На часах высветилось зеленым тринадцать ноль-ноль, когда на пороге кабинета Бабая возникла Дина. Порой она намерено пыталась строить из себя полную дуру. Бабая это совершенно не волновало. Дина ему была нужна для секса. Это обозначилось еще на старте. Он не искал отношений. Но Дина, как и всякая женщина, со временем всё же захотела большего. Финальная точка в их сексуальных отношениях была поставлена ею же. Поставлена ровно в тот момент, когда она разболтала Злате то, чего не следовало.
Борис убрал кожуру в мусорное ведро, куда обычно скидывал ненужную канцелярию и немигающим холодным взглядом посмотрел на Дину. Сейчас она не спешила прибегать к своему излюбленному образу дуры. Дина всё прекрасно понимала.
— Рассказывай, — коротко произнес Бабай, сцепив пальцы в замок.
— Что тебе рассказать, Борь? — Дина сначала улыбнулась, но улыбка эта оказалась нервной и никак не прошибающей Бабай. — Что ты хочешь услышать? — уже более серьезным тоном спросила женщина, закрыв дверь в кабинет.
— Ты знаешь, — Борис продолжал неподвижно наблюдать за Диной. — Всю словесную мишуру в сторону. По факту.
— Это из-за нее? Да? — в голосе послышались первые неуверенные и почти истеричные нотки. — Она всё-таки потащилась в суши-бар? Борь, я ведь за руку ее не вела. Она сама сделала свой выбор. Очевидно, что это было глупо. Прокурор же бешеный. Пулю в лоб от него получить — плёвое дело.
— Мне твой словесный поток неинтересен, — спокойным тоном произнес Бабай. — Почему ты это сделала? Ответ.
— Хотела, чтобы она ушла с моего пути, — ответила Дина, ощущая, что шутить или дразнить Бабая сейчас никак нельзя.
— Почему? — последовал следующий короткий вопрос.
— Мне не нужна конкуренция.
— Я сам решаю, сколько женщин у меня будет или не будет. Это не твоя зона ответственности. Мы это обсуждали. Я не предмет, чтобы кому-то принадлежать. Ну а ты не та женщина, которая может мной руководить или фильтровать круг моего общения, — Бабай ни на йоту не повысил тон своего голоса. — Свободна. Ты мне больше не нужна.
— Боря, — растерянно произнесла Дина и порывисто шагнула вперед, крепко стискивая пальцами маленькую дизайнерскую сумочку. — Борь, не надо.
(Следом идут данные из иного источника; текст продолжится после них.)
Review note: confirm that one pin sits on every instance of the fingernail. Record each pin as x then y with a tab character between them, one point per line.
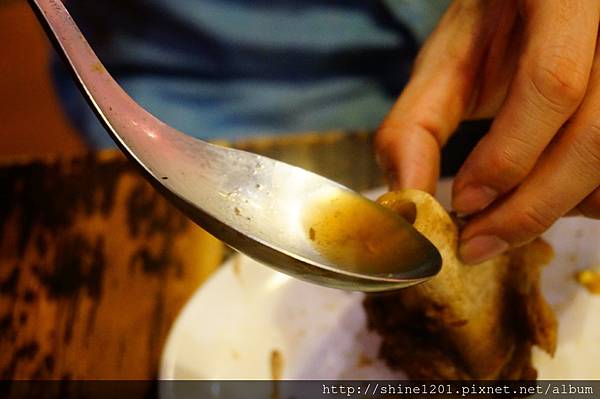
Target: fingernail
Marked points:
481	248
473	199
Я же люблю тебя.
— Этот аргумент для меня не имеет значения. Развернулась и пошла вон. Доступ в мою жизнь для тебя закрыт.
Несмотря на то, что Бабай так и не повысил тон своего голоса, слова звучали жестко. Он не шутил, и Дина это прекрасно понимала. Бабай вообще никогда не шутит.
— Ты готов отказаться от меня из-за какой-то там тупоголовой дряни? — не сдерживая эмоций, выпалила Дина. — Из-за этой соплячки?
— Твой слишком длинный язык и раздутое самомнение привело к такому исходу, — Бабай разделил надвое мандарин и одну половинку тут же отправил в рот. — Пошла вон. В третий раз повторять не стану. Тебя просто выволокут.
Дина знала, что Бабай это с легкостью может устроить. Такого унижения она тогда бы точно не пережила. Острый взгляд светло-голубых глаз больше не смотрел ни на нее, ни вообще в ее сторону. Внимание этого мужчины было безвозвратно утрачено.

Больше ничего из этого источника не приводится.